De eerste symptomen van parkinson
“Ik ben al vijftien jaar lid van Alteo, een Waalse vereniging die reizen organiseert voor mensen met een fysieke of mentale handicap. Mijn vrouw en een verpleegster merkten tijdens een van de reizen op dat ik ongewoon moe en nerveus was. Ik had ook steeds meer moeite om mezelf uit te drukken. Na de reis werd de ziekte van Parkinson gediagnosticeerd. Maar ik bleef me inzetten voor de vereniging, meer nog dan vroeger.
Betrokkenheid binnen de vereniging
Voor iemand met parkinson is het niet altijd gemakkelijk om voor mensen met een handicap te zorgen. Toch blijkt een symptoom een voordeel te zijn: de slaapstoornis. Ik slaap ongeveer drie uur per nacht. Tijdens die reizen ben ik dus de ideale nachtwaker. Als iemand met autisme of een mentale handicap om drie uur ’s nachts opstaat om even te gaan zeilen, dan sta ik daar en kan ik hem tegenhouden.

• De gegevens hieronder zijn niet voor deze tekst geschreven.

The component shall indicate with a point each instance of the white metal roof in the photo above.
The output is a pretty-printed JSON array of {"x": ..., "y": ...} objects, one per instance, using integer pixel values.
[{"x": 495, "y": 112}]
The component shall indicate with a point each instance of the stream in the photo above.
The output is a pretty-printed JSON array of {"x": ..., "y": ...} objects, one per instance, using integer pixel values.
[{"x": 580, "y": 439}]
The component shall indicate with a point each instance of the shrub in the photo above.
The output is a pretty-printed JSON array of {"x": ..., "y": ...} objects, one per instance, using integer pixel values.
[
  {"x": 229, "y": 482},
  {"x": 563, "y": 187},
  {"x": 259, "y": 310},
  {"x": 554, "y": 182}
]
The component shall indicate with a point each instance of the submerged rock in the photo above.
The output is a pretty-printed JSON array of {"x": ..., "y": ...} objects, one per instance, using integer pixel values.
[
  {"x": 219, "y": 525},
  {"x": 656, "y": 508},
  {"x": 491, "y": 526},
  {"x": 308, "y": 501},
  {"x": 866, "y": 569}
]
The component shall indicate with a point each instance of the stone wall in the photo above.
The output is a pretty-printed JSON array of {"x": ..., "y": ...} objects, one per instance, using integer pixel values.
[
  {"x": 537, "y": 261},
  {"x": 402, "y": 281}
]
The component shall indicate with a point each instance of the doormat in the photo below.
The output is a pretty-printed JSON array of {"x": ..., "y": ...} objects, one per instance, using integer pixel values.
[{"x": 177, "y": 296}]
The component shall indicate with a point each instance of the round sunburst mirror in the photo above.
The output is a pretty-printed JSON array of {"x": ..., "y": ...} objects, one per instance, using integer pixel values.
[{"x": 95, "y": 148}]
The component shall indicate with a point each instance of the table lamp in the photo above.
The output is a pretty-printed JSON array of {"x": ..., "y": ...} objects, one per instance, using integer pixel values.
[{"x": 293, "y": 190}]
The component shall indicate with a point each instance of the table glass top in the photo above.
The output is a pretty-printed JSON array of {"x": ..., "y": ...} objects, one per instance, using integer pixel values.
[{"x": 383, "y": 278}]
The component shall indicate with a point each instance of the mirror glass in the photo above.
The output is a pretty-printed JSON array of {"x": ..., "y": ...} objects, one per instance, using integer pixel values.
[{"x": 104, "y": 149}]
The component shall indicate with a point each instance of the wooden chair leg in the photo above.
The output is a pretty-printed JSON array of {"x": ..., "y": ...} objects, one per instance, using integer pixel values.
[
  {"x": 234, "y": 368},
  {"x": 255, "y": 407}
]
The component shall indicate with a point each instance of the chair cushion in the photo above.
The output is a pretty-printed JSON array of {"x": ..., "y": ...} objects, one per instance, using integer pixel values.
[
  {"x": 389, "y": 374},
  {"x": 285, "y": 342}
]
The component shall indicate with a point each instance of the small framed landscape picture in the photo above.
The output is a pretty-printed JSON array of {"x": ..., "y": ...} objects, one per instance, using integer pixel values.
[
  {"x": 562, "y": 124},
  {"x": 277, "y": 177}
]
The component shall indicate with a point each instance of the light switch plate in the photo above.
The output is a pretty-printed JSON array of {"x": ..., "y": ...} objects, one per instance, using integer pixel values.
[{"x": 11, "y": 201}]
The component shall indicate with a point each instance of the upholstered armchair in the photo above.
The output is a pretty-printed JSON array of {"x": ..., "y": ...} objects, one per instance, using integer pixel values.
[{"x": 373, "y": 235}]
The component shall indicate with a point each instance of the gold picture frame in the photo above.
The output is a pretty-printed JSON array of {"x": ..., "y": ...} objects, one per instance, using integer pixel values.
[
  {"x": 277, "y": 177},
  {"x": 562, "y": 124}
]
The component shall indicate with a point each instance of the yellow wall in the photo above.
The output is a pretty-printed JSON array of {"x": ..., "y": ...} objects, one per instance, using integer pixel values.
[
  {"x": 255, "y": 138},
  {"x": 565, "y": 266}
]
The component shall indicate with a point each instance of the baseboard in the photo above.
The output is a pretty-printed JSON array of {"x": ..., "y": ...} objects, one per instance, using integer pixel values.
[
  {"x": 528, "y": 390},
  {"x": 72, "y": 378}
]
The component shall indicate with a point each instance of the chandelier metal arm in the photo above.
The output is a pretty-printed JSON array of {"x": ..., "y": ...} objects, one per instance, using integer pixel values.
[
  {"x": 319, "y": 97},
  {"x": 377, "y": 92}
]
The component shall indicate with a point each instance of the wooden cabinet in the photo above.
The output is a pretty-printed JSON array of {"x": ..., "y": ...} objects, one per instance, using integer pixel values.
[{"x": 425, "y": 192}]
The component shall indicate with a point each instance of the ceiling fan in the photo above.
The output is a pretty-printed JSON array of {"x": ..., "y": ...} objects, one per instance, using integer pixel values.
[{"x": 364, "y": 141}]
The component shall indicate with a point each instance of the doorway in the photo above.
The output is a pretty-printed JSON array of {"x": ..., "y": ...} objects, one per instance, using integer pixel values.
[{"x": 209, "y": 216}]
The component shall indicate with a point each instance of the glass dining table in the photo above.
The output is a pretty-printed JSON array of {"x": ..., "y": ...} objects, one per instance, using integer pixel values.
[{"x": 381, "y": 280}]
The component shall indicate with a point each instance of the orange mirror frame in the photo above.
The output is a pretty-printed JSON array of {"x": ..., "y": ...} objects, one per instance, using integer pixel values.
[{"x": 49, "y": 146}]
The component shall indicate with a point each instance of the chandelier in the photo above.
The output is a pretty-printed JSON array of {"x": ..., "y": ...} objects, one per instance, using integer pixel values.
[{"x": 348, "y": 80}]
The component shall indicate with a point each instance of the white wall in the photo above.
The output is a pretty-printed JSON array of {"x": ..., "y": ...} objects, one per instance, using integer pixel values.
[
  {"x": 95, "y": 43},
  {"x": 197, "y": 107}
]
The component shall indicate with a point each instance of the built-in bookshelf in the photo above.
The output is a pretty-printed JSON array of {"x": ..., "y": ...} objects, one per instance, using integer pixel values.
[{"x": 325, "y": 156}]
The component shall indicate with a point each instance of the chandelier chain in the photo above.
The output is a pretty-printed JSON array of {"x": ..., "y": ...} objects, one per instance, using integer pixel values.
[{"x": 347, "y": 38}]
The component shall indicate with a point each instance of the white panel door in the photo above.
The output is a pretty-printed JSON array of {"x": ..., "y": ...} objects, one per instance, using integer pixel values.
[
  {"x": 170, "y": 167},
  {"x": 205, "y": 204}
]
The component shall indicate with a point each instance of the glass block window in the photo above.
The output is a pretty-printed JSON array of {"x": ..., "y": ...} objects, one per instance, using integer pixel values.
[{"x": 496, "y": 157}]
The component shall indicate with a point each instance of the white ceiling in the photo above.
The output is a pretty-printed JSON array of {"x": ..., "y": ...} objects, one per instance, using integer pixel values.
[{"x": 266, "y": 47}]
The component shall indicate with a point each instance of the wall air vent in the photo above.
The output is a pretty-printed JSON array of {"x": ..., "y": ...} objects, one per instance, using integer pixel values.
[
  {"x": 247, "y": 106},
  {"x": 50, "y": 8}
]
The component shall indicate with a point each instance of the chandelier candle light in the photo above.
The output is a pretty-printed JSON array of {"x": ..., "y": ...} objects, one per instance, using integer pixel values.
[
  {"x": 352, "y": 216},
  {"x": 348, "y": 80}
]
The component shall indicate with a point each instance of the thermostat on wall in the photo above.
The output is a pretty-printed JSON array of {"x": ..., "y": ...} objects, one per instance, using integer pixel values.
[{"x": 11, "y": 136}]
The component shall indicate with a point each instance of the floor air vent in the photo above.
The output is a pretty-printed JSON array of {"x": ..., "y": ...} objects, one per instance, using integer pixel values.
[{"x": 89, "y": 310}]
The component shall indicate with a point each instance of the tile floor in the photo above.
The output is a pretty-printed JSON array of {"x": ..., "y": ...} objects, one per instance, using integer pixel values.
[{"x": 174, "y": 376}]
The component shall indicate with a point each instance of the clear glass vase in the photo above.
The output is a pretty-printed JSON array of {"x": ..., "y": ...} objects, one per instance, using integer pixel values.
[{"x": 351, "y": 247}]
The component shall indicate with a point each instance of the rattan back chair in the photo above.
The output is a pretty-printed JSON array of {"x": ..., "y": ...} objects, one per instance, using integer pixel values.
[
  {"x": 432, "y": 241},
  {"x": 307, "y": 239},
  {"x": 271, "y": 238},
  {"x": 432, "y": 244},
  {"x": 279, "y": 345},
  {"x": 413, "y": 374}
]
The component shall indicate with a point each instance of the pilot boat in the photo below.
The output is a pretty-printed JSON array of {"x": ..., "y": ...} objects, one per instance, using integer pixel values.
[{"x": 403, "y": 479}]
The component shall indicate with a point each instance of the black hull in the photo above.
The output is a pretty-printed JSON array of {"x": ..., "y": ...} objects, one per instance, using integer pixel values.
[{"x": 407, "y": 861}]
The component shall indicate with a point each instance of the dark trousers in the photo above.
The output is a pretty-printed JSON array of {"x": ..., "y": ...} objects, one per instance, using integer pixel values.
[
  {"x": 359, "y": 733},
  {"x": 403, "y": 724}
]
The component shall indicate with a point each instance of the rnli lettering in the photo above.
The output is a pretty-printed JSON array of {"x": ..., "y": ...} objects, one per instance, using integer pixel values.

Een persoonlijke overwinning
Ik vind het belangrijk om er te zijn voor deze personen. Ik concentreer me dan meer op hen dan op de evolutie van mijn ziekte. Soms maak ik zelfs ontroerende momenten mee. Op een dag wandelde ik samen met een autistisch meisje. Plots begon ze uitvoerig te praten over haar konijntje. Dat lijkt misschien banaal, maar dat meisje spreekt normaal gezien met niemand. Haar dan een verhaal horen vertellen, beschouw ik als een echte overwinning.
Petanquen met ‘l’Association Parkinson’
Alteo is niet de enige vereniging waar ik naartoe ga. Twee keer per maand begeef ik me naar ‘l’association Parkinson’, de Waalse tegenhanger van de Vlaamse Parkinson Liga. In deze vereniging ontmoet ik mensen met dezelfde problemen als ik. We kunnen dan dingen leren van elkaar. U komt bijvoorbeeld te weten welke stappen u moet ondernemen om sociale voordelen te krijgen. Maar er wordt niet alleen over de ziekte gesproken. We spelen vaak ook petanque. Kunt u zich moeilijk inbeelden hoe iemand met parkinson zo’n kleine balletje kan wegslaan? Kom dan eens een kijkje nemen in ‘l’Association Parkinson’ van Luik en zie met eigen ogen hoe we dat doen. Als we geconcentreerd zijn, hoeven we zeker niet het onderspit te delven tegen die van Marseille!”